Forcing all companies to allow their staff to unionise will cost SMEs £600m a year, says James Price You would be forgiven for thinking that war in the Middle East, war in Europe, energy price shocks, or perhaps an AI so powerful that its own maker refuses to release it
Tuesday 14 April 2026 5:15 am | Updated: Monday 13 April 2026 4:28 pm
Forcing all companies to allow their staff to unionise will cost SMEs £600m a year, says James Price
You would be forgiven for thinking that war in the Middle East, war in Europe, energy price shocks, or perhaps an AI so powerful that its own maker refuses to release it would be the primary candidates for most destructive threat to Britain’s economy. You might not expect it to come in the form of a consultation response, quietly slipped out this week.
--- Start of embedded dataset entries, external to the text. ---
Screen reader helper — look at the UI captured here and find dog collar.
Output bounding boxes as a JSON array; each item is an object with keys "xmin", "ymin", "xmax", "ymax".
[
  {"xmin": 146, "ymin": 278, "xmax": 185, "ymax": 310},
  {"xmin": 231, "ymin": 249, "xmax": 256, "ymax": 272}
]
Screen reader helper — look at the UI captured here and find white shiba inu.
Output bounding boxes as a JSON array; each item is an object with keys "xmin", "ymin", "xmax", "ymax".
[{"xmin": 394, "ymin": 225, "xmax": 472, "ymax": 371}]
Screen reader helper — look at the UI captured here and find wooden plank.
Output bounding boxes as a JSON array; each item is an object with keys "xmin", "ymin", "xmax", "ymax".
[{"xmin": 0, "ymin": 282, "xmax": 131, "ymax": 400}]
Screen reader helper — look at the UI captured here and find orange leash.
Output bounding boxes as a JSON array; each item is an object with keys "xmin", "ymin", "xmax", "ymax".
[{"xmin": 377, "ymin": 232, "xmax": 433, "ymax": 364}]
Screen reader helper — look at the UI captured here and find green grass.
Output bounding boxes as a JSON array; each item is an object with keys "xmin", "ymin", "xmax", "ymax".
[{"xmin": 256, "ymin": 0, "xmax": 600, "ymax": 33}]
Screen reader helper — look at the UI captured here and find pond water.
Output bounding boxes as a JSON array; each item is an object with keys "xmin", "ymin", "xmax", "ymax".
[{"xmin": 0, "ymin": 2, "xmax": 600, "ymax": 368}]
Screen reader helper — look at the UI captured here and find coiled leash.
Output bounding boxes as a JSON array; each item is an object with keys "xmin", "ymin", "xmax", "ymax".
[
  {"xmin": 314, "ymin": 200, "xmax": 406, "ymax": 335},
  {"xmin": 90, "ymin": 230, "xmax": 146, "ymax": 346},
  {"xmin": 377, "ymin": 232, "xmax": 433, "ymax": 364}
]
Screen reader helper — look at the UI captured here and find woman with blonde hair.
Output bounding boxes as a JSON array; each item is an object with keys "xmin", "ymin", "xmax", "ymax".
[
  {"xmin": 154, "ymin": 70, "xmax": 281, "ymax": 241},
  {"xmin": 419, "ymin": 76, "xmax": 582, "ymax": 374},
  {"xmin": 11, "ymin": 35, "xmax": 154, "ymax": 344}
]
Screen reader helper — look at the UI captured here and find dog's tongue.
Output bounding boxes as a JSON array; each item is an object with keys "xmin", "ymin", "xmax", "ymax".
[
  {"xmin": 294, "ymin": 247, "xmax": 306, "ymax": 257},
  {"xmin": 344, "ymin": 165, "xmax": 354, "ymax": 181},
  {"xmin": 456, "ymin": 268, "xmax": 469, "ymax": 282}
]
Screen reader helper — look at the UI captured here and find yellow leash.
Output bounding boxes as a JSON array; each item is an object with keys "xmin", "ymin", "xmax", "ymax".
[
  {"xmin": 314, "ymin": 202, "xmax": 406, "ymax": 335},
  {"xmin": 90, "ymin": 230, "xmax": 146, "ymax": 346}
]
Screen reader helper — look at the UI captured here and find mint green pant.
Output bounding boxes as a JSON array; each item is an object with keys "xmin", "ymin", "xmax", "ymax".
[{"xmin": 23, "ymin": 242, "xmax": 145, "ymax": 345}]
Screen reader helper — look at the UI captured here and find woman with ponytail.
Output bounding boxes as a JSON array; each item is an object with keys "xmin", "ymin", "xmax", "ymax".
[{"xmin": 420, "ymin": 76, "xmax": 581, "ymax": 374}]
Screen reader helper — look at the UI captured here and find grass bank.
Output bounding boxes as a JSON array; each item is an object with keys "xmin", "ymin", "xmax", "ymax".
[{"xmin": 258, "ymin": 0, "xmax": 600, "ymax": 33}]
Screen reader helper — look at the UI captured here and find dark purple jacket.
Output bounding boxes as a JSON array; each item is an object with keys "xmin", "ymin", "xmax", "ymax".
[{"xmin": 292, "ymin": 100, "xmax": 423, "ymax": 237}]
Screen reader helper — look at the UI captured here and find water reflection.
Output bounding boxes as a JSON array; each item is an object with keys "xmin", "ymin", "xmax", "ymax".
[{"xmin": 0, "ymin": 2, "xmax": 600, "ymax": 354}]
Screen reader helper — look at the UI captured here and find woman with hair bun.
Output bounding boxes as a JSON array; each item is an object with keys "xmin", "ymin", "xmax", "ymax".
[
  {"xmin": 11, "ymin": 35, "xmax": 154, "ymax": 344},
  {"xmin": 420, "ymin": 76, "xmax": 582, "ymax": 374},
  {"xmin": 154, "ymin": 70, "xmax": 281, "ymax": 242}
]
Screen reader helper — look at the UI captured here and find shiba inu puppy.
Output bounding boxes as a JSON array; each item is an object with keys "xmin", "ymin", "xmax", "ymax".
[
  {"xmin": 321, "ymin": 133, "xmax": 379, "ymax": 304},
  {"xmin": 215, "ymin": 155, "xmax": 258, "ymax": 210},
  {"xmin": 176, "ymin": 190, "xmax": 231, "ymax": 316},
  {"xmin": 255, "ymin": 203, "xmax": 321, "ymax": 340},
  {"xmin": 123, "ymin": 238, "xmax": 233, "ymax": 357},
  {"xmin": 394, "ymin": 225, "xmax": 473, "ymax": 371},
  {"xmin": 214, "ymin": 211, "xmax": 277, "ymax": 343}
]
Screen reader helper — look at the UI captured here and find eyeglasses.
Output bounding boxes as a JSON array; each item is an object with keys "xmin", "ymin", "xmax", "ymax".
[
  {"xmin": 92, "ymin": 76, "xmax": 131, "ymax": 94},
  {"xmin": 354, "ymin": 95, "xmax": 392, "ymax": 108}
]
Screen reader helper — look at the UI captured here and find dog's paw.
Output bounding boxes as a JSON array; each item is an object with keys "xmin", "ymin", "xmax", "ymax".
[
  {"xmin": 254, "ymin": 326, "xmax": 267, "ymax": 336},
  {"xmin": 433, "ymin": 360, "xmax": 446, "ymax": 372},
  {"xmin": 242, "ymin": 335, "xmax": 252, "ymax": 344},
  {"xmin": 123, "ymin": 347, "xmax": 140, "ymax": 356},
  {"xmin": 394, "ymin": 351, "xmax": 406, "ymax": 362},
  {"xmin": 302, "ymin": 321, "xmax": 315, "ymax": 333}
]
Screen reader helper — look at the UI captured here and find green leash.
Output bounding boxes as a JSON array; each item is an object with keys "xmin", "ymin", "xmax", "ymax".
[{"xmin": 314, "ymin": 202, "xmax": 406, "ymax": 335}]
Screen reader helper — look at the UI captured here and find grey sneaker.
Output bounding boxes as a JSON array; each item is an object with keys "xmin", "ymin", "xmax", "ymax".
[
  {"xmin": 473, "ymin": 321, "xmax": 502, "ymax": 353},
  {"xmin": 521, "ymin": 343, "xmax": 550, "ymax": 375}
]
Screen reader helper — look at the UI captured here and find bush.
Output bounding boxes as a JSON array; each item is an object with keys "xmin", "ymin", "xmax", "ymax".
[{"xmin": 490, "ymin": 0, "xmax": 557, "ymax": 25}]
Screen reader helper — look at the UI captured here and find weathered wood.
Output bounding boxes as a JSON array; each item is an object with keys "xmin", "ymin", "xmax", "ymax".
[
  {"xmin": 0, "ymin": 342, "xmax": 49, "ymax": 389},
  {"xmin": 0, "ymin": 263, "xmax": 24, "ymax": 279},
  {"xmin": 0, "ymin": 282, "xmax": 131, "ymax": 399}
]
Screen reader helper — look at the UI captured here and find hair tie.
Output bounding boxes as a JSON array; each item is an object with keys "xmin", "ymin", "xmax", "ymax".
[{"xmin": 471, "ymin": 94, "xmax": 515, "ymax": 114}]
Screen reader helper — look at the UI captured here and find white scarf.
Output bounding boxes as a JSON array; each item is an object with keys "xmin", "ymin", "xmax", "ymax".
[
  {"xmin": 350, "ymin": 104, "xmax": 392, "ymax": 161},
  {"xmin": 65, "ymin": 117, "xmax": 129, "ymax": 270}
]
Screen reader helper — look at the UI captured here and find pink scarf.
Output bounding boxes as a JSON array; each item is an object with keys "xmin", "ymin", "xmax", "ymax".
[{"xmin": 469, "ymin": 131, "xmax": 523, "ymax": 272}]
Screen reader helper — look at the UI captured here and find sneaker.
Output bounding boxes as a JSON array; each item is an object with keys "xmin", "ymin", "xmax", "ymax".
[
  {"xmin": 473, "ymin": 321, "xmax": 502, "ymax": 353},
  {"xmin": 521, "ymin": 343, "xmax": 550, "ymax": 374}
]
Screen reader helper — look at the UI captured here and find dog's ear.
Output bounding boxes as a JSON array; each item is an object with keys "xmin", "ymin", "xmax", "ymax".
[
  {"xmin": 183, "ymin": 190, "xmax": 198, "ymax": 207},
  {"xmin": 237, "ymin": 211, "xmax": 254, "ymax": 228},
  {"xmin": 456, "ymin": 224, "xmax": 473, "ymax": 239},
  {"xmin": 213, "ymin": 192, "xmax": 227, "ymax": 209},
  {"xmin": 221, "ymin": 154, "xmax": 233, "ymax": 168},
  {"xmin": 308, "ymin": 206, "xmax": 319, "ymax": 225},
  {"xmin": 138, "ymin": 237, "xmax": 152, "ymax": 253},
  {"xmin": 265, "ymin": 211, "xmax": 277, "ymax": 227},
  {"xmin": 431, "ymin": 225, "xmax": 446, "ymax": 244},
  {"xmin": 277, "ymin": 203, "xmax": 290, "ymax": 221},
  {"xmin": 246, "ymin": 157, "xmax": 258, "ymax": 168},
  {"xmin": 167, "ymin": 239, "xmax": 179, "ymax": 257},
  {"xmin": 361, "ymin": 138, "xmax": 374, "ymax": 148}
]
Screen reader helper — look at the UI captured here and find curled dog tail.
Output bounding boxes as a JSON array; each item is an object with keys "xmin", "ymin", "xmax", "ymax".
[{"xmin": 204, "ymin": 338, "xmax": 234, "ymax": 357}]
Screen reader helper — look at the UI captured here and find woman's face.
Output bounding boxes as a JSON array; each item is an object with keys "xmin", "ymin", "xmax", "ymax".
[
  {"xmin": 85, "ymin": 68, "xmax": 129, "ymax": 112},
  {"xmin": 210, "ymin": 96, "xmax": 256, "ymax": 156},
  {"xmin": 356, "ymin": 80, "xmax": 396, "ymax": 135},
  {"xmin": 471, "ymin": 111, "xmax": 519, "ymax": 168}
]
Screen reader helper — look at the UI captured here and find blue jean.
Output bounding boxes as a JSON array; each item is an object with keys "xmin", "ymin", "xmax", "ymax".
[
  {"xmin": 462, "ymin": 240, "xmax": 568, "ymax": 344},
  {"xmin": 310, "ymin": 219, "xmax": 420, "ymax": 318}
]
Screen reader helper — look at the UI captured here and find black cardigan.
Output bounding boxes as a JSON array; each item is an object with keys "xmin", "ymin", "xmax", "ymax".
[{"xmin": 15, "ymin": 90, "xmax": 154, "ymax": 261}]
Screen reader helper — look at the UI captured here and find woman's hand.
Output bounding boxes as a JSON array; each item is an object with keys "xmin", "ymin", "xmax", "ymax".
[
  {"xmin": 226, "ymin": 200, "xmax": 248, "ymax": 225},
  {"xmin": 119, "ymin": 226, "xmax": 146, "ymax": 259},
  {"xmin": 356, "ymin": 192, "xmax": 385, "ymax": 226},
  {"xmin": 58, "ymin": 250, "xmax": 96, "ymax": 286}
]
Specifically, the government has used this document to confirm that it will force open every single business employing more than 20 people to the trade unions. Like so many Easter eggs this past season, British small business will be cracked open and feasted upon.
This gift to the unions will hurt the country. The Adam Smith Institute (ASI) has calculated that it will cost £600m every single year to the 112,000 small and medium sized enterprises (SMEs) with between 21-249 employees. This is money that will no longer go towards growing the businesses of the future, preventing investment, growth, and hiring (Labour has cost the economy something like a quarter of a million jobs since Rachel Reeves’ first disastrous budget in Autumn 2024).
More than this, it fundamentally rewrites the broad economic contract that the state will protect smaller businesses from interference and allow those who pour their blood, toil, tears and sweat into their work to be the masters of their own fate. Now, small companies will have trade union commissars telling the boss what they can and can’t do, stifling creativity and depressing innovation.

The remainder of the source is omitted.